Example 4 10 g of the freeze-dried powder obtained in Example 1, 10 g of sucrose, 64 g of starch syrup, 1 g of organic acid, 0.2 g of flavor
And a small amount of water, and the mixture was heated and cooled by a conventional method to produce a candy.

[0041]

Example 5 3 g of the dark brown liquid obtained in Example 2 and sucrose 1
5g, honey 1g, sorbitol 0.3g, amino acid 20
mg, 360 mg of vitamins, 180 mg of organic acid, and 100 mg of fragrance were mixed and heated and cooled by a conventional method to produce a candy.

[0042]

According to the present invention, water or alcohol,
Or because it is a functional food to which a hepatic dysfunction preventive agent due to viral hepatitis or a tea extract is added as an active ingredient, a tea extract extracted as an extraction solvent by using a mixture thereof.
It is obtained by a simple extraction operation, has no side effects, and prevents a decrease in liver function, and is extremely useful as a drug or a functional food.

[Brief description of the drawings]

FIG. 1 (a) shows the change of GOT with time elapsed after administration of GA (galactosamine) when a hot water extract was administered. (B) Changes in GOT with time elapsed after GA administration when ethanol extract was administered.
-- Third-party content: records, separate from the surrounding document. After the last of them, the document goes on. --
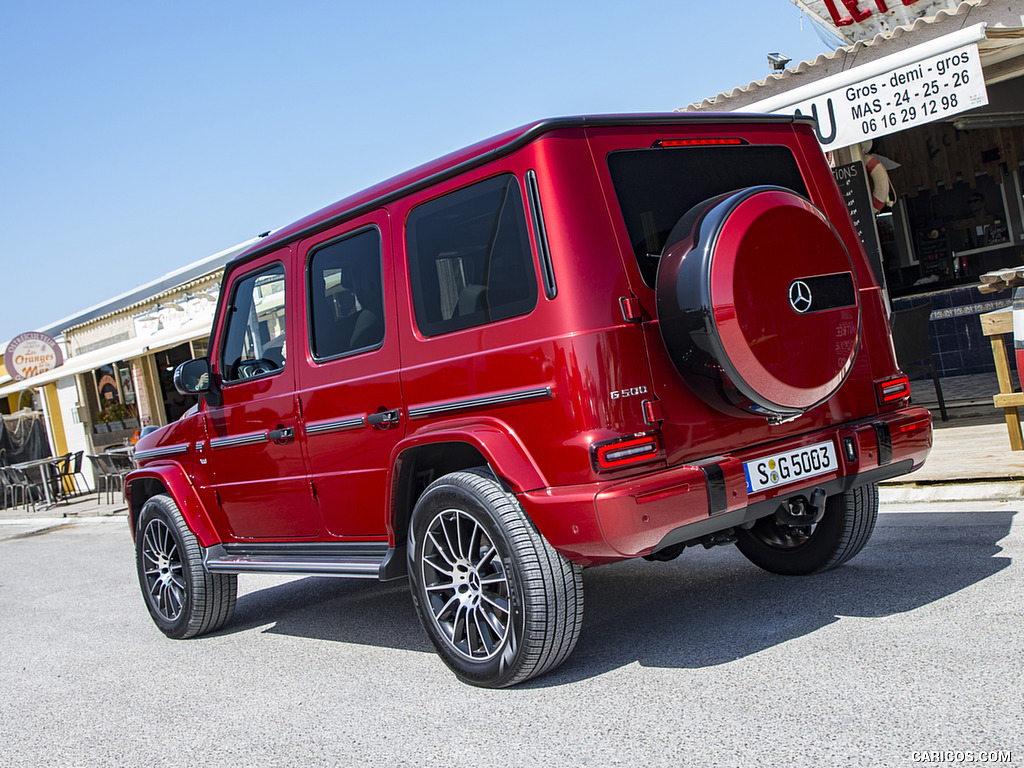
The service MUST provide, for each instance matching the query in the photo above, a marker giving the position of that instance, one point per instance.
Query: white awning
(123, 350)
(783, 101)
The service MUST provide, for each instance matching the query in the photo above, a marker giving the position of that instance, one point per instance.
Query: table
(48, 476)
(996, 325)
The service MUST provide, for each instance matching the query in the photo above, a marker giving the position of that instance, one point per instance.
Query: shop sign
(30, 354)
(861, 19)
(932, 89)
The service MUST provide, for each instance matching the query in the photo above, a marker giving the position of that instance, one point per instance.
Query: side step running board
(350, 561)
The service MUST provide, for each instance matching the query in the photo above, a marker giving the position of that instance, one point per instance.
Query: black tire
(497, 601)
(183, 598)
(843, 531)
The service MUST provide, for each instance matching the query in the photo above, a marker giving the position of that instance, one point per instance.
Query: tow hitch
(800, 511)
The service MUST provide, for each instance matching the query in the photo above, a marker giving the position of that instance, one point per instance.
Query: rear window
(655, 187)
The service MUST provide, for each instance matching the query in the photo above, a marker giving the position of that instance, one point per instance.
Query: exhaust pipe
(802, 512)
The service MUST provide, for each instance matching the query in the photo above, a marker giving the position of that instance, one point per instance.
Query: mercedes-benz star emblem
(800, 296)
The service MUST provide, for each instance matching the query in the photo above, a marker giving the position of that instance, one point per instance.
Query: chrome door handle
(383, 419)
(281, 435)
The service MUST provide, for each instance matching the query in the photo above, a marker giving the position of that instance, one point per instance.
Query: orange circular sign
(30, 354)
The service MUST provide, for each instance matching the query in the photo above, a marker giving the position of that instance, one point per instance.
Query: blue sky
(137, 136)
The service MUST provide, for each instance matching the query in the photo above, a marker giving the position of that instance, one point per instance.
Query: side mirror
(193, 377)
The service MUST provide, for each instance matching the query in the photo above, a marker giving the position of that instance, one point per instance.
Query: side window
(346, 297)
(469, 257)
(254, 341)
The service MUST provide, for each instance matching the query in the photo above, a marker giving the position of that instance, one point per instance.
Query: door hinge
(631, 308)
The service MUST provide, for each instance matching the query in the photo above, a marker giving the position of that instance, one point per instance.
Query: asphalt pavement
(911, 651)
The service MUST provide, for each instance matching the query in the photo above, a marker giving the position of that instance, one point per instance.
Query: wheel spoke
(442, 551)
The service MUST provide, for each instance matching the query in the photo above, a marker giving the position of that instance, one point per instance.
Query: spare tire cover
(758, 303)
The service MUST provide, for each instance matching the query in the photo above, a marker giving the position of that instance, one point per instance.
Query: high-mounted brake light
(892, 390)
(625, 452)
(699, 142)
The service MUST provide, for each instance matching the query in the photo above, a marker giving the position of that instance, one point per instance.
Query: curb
(986, 491)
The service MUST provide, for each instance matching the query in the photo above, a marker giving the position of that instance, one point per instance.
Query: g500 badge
(621, 394)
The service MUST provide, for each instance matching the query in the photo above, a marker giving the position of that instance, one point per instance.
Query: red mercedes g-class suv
(586, 340)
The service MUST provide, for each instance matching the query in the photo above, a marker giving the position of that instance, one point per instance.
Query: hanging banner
(926, 91)
(30, 354)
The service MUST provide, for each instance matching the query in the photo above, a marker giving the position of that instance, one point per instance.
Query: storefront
(118, 360)
(937, 107)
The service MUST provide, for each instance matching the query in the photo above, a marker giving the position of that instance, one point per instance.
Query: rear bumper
(608, 521)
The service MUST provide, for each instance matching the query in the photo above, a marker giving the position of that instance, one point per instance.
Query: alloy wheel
(164, 573)
(467, 586)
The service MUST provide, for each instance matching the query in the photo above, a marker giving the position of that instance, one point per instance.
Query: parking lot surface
(913, 650)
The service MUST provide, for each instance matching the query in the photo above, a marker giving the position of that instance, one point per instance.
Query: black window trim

FIG. 2 (a) shows the change in GPT with time elapsed after GA administration when a hot water extract was administered. (B) Changes in GPT with time elapsed after GA administration when ethanol extract was administered.
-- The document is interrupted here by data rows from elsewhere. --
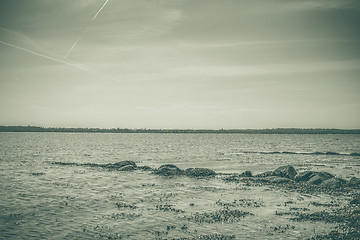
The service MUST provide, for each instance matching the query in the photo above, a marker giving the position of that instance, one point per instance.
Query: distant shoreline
(215, 131)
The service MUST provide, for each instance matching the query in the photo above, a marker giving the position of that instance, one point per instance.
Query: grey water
(40, 200)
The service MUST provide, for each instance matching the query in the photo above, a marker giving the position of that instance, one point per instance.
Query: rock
(354, 182)
(285, 171)
(126, 168)
(304, 176)
(333, 183)
(264, 174)
(276, 179)
(122, 166)
(124, 163)
(145, 168)
(314, 178)
(169, 170)
(199, 172)
(246, 174)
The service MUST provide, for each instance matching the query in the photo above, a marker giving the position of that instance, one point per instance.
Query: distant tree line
(225, 131)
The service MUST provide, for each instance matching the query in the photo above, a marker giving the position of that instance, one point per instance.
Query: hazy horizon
(180, 64)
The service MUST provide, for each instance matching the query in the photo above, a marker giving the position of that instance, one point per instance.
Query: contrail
(82, 34)
(99, 10)
(44, 56)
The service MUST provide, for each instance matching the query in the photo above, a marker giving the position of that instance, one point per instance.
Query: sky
(180, 63)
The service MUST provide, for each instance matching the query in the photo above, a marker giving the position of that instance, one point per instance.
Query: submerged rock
(246, 174)
(145, 168)
(122, 166)
(199, 172)
(354, 182)
(169, 170)
(333, 183)
(314, 178)
(284, 172)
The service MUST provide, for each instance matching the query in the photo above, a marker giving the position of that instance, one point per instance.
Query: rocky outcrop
(314, 178)
(276, 179)
(122, 166)
(284, 172)
(246, 174)
(333, 183)
(354, 182)
(199, 172)
(169, 170)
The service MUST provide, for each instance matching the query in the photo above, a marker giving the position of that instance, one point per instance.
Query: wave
(300, 153)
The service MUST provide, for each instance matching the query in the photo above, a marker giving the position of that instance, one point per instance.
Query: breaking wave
(301, 153)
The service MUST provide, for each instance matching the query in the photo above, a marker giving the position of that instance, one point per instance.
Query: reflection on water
(44, 201)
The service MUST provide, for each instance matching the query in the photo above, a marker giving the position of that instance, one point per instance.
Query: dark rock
(169, 170)
(124, 163)
(285, 171)
(354, 182)
(126, 168)
(333, 183)
(122, 166)
(246, 174)
(145, 168)
(304, 176)
(314, 178)
(199, 172)
(275, 179)
(264, 174)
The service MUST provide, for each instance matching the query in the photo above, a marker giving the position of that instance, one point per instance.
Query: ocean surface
(41, 200)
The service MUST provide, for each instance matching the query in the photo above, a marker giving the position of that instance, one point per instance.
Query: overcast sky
(180, 63)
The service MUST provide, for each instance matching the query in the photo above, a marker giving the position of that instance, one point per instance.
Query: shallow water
(40, 200)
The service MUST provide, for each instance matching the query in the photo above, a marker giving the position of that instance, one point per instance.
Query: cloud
(320, 5)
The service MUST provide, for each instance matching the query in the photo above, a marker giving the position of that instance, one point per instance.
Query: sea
(42, 200)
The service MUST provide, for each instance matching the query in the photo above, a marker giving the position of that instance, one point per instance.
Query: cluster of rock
(288, 173)
(171, 170)
(284, 174)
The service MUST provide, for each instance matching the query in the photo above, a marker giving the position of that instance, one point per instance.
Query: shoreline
(343, 212)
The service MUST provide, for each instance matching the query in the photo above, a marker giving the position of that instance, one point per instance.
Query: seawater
(40, 200)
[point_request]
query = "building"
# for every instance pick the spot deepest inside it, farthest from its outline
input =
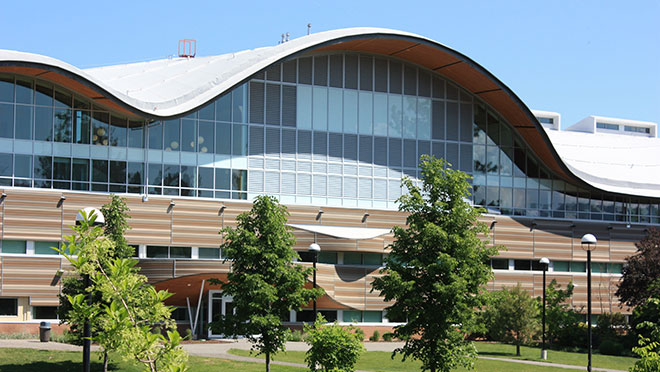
(328, 123)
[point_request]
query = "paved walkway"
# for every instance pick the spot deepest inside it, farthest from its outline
(221, 350)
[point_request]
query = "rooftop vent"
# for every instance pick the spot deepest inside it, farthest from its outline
(187, 48)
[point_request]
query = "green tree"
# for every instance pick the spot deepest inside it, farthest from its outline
(640, 271)
(332, 347)
(115, 213)
(436, 268)
(264, 281)
(649, 347)
(129, 308)
(513, 316)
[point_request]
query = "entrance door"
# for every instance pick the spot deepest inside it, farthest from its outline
(219, 305)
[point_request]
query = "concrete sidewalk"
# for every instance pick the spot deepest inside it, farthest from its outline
(221, 350)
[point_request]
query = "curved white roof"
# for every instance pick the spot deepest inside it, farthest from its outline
(174, 86)
(611, 162)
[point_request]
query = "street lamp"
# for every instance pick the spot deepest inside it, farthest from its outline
(589, 244)
(87, 332)
(544, 264)
(314, 249)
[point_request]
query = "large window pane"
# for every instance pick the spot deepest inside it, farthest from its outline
(118, 132)
(6, 120)
(335, 112)
(365, 118)
(100, 170)
(350, 111)
(239, 143)
(171, 175)
(43, 167)
(24, 92)
(62, 126)
(395, 115)
(6, 88)
(156, 135)
(188, 135)
(136, 133)
(136, 173)
(205, 178)
(24, 122)
(100, 128)
(155, 174)
(222, 179)
(409, 117)
(43, 124)
(81, 170)
(171, 139)
(81, 125)
(223, 138)
(118, 172)
(320, 109)
(61, 168)
(205, 139)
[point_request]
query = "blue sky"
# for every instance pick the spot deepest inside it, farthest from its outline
(577, 58)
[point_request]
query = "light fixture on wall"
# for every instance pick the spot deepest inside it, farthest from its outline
(364, 218)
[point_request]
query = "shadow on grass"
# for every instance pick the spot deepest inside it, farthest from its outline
(60, 366)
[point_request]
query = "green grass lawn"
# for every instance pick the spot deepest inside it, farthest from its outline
(532, 353)
(382, 361)
(27, 360)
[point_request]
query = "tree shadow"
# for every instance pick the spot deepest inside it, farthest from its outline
(59, 366)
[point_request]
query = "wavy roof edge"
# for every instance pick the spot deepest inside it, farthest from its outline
(172, 87)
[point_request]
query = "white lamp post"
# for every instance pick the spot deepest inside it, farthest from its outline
(589, 244)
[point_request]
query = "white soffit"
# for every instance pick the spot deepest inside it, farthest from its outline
(343, 232)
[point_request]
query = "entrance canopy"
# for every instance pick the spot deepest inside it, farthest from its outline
(343, 232)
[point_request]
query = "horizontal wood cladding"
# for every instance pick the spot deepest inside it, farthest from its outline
(603, 287)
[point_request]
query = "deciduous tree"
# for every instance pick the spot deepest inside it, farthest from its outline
(129, 309)
(436, 268)
(513, 314)
(264, 281)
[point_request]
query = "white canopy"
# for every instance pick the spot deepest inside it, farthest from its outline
(343, 232)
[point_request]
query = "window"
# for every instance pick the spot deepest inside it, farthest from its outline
(209, 253)
(45, 248)
(499, 263)
(607, 126)
(44, 312)
(8, 307)
(14, 246)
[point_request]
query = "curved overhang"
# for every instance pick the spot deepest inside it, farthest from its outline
(174, 87)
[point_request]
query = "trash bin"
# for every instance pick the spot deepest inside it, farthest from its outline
(44, 331)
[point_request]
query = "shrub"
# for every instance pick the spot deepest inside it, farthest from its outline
(332, 348)
(611, 347)
(296, 336)
(360, 333)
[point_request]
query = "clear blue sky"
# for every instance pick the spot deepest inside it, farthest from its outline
(577, 58)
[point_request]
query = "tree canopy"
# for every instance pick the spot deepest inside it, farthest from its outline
(264, 281)
(640, 271)
(436, 268)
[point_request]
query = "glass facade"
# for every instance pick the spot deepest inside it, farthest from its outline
(329, 129)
FIG. 3 (a) shows the change in ALP activity with time elapsed after GA administration when a hot water extract was administered. (B) Changes in ALP activity with time elapsed after GA administration when an ethanol extract was administered.

FIG. 4 (a) shows the change in the LCAT activity value with the elapsed time after GA administration when a hot water extract was administered.
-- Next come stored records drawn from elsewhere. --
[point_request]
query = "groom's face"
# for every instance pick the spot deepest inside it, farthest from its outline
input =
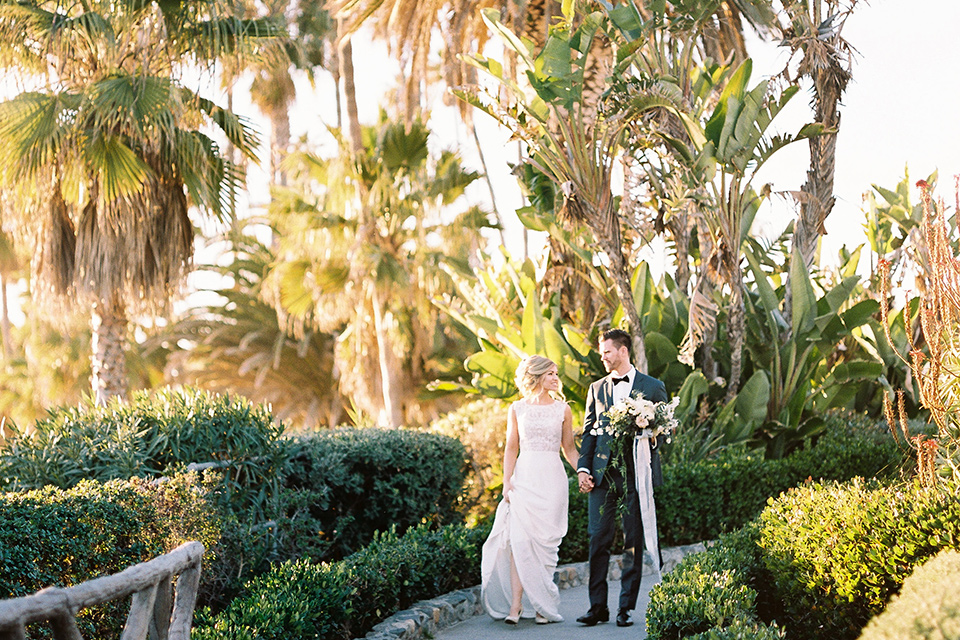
(613, 358)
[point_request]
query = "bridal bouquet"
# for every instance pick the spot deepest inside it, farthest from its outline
(637, 416)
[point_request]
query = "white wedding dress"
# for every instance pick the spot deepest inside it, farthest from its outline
(531, 525)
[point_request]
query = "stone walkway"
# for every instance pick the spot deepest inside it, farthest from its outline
(574, 602)
(459, 615)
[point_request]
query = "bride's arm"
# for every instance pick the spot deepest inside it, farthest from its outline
(566, 439)
(510, 451)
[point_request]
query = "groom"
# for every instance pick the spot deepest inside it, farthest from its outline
(606, 485)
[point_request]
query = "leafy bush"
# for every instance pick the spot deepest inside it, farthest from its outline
(480, 426)
(928, 606)
(741, 629)
(346, 599)
(55, 537)
(838, 552)
(155, 433)
(708, 590)
(699, 501)
(347, 484)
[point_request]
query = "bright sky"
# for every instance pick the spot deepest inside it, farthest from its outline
(900, 109)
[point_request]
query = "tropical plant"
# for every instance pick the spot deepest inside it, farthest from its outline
(814, 363)
(934, 361)
(719, 156)
(104, 152)
(236, 344)
(813, 29)
(553, 123)
(362, 242)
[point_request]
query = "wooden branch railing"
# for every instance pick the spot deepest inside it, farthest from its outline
(150, 612)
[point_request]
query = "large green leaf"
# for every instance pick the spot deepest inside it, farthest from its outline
(804, 300)
(694, 386)
(860, 313)
(753, 398)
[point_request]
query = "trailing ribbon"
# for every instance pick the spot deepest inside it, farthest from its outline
(648, 510)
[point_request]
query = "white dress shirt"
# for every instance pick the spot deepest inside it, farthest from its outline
(622, 390)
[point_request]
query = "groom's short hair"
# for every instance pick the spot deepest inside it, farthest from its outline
(619, 337)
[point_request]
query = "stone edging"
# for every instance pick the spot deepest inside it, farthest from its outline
(427, 617)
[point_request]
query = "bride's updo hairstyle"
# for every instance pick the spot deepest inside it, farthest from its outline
(529, 373)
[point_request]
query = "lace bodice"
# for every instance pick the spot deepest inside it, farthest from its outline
(541, 426)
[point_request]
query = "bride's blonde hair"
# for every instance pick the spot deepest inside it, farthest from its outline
(530, 373)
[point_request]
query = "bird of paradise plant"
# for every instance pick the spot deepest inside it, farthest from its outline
(935, 360)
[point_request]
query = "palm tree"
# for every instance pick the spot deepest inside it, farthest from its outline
(107, 153)
(813, 29)
(363, 245)
(237, 345)
(721, 155)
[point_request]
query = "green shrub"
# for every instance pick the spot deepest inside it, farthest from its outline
(155, 433)
(699, 501)
(347, 484)
(481, 427)
(64, 537)
(838, 552)
(742, 629)
(707, 590)
(346, 599)
(928, 607)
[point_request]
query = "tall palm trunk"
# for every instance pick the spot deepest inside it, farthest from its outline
(279, 143)
(109, 326)
(345, 55)
(736, 330)
(366, 231)
(5, 319)
(621, 278)
(389, 369)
FIG. 5: (a) GA administration 4 when hot water extract was administered
8 shows liver microsome P-450 after 8 hours.

FIG. 6 (a) GA administration 4 when hot water extract was administered
8 shows tyrosine transaminase (TTA) activity after 8 hours.

[Explanation of symbols]

*, ** and *** indicate the following significant differences from Group II. * P <0.05 ** P <0.01 *** P <0.001

──────────────────────────────────────────────────続 き Continued on the front page (58) Field surveyed (Int. Cl. ⁷ , DB name) A61K 35/78 A23L 1/29-1/308 CA (STN) MEDLINE (STN)

Claims (3)

(57) [Claims] 1. An agent for preventing liver dysfunction due to viral hepatitis, comprising, as an active ingredient, a concentrate or a dry powder of a tea extract obtained by extracting tea leaves with water, alcohol or a mixed solution thereof as an extraction solvent. 2. The prophylactic agent according to claim 1, wherein the extraction is performed for 3 minutes to 10 hours. 3. A method for preventing hepatic dysfunction caused by viral hepatitis, comprising 11 to 16 % by weight of a tea extract concentrate or dry powder obtained by extracting tea leaves with water, alcohol or a mixed solution thereof as an extraction solvent. candy.